To let them sleep at night, they need insurance on the big purchases before they write the loan. That way, they can rest and know that if something happens, you continue to pay.

Insurance reduces the risks in society

Imagine that you and your family just went out to watch a movie. On the way home, three fire trucks go over you. You think a little about it until you realize they are on your way. They are not just on your street, but they are in front of your house and a cascade of water is spraying from the top of a truck. When they are finished, the smoke still smokes in spots; rivulets of water flowing with half-burned images wander down your driveway; you keep your loved ones, trying (meaningless) not to cry; and wonder what to do tomorrow.

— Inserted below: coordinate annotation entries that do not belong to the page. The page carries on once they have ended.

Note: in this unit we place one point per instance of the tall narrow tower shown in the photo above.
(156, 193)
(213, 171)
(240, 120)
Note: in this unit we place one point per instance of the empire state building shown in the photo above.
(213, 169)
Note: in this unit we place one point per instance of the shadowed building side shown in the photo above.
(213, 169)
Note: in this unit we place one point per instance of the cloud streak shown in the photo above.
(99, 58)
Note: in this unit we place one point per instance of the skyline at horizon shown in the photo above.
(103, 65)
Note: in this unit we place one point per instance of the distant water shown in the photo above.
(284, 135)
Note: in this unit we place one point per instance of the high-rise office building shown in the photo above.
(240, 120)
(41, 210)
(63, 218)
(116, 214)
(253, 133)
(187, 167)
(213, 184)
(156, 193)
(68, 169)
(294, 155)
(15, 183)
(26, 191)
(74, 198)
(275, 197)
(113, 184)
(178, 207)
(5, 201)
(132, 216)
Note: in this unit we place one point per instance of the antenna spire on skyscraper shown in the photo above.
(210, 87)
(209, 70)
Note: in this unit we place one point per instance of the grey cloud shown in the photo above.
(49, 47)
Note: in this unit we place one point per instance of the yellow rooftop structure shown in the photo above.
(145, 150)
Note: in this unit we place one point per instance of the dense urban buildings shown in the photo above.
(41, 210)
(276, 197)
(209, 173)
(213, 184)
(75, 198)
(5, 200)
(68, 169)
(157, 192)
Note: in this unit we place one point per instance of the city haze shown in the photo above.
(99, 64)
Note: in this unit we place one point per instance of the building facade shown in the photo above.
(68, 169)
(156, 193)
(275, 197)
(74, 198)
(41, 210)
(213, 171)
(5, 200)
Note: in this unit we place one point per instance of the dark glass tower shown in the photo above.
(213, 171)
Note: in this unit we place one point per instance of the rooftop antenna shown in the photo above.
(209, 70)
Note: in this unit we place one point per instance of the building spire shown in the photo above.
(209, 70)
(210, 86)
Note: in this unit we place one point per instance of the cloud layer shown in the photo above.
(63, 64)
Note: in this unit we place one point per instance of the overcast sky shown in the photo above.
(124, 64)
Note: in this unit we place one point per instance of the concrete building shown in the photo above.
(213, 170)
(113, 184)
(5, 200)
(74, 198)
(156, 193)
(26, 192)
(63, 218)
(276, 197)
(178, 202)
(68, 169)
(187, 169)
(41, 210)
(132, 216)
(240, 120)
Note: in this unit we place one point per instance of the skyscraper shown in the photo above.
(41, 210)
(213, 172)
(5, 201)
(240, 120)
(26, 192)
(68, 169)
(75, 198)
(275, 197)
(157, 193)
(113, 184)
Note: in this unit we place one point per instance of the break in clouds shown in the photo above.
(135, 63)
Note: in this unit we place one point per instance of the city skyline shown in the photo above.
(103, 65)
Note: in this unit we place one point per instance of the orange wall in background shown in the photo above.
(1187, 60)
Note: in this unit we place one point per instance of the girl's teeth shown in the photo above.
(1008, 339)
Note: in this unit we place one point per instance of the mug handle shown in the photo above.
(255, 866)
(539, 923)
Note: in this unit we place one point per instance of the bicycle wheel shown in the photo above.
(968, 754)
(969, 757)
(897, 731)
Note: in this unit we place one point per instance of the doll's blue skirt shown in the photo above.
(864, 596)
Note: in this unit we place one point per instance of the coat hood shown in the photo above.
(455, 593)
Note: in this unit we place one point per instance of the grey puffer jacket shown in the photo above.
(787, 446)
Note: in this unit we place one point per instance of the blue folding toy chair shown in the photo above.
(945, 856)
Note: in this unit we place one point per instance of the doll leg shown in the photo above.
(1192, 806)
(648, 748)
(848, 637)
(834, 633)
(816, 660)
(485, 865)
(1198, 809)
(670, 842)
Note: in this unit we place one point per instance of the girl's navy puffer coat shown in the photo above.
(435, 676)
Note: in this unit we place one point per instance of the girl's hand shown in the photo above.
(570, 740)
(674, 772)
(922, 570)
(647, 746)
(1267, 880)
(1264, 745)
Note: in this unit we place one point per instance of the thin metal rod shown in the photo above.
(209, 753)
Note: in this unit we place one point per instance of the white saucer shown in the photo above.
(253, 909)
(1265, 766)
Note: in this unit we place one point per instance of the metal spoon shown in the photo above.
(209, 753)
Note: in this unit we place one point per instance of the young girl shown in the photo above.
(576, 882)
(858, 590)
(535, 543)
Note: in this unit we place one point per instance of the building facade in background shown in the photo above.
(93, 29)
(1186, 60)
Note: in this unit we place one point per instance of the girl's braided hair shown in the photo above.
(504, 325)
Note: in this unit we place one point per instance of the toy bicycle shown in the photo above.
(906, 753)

Now imagine that 2 months ago you wrote the check that paid off the mortgage and you called your insurance agent. She asked you not to cancel your homeowner's policy and tell them it covers more than just the house, but you were looking to save $ 3,000 next year. Furthermore, when was the last time a house burned down here?

The family in this story needs clothes and food. They need a place to live. They need someone to help them find out which way is up, so they can find normal again and find it soon.

Homeowners policy that they used to have included coverage so that they could make room to stay while they judge what will come next. It included coverage for some new clothes so that they do not wash the same pair of jeans and underwear every day. It included coverage to get a company to clean up their ruins and start the process of rebuilding it.

Without insurance, they have no money to get the garbage removed, so the city has a new danger that they have to deal with. The neighborhood has a problem because the burned house down the block drives the property values ​​down. Some neighbors want to move, but they can't sell their homes with that over there.

We have not even mentioned that with insurance, communities can have public parks and fun things for the children to do. Insurance protects the fire brigade from any claims that may come to them.

Oh. Did I mention that insurance companies hire people who buy things and drive our finances forward? The insurance industry supports my local finances for me to get some food.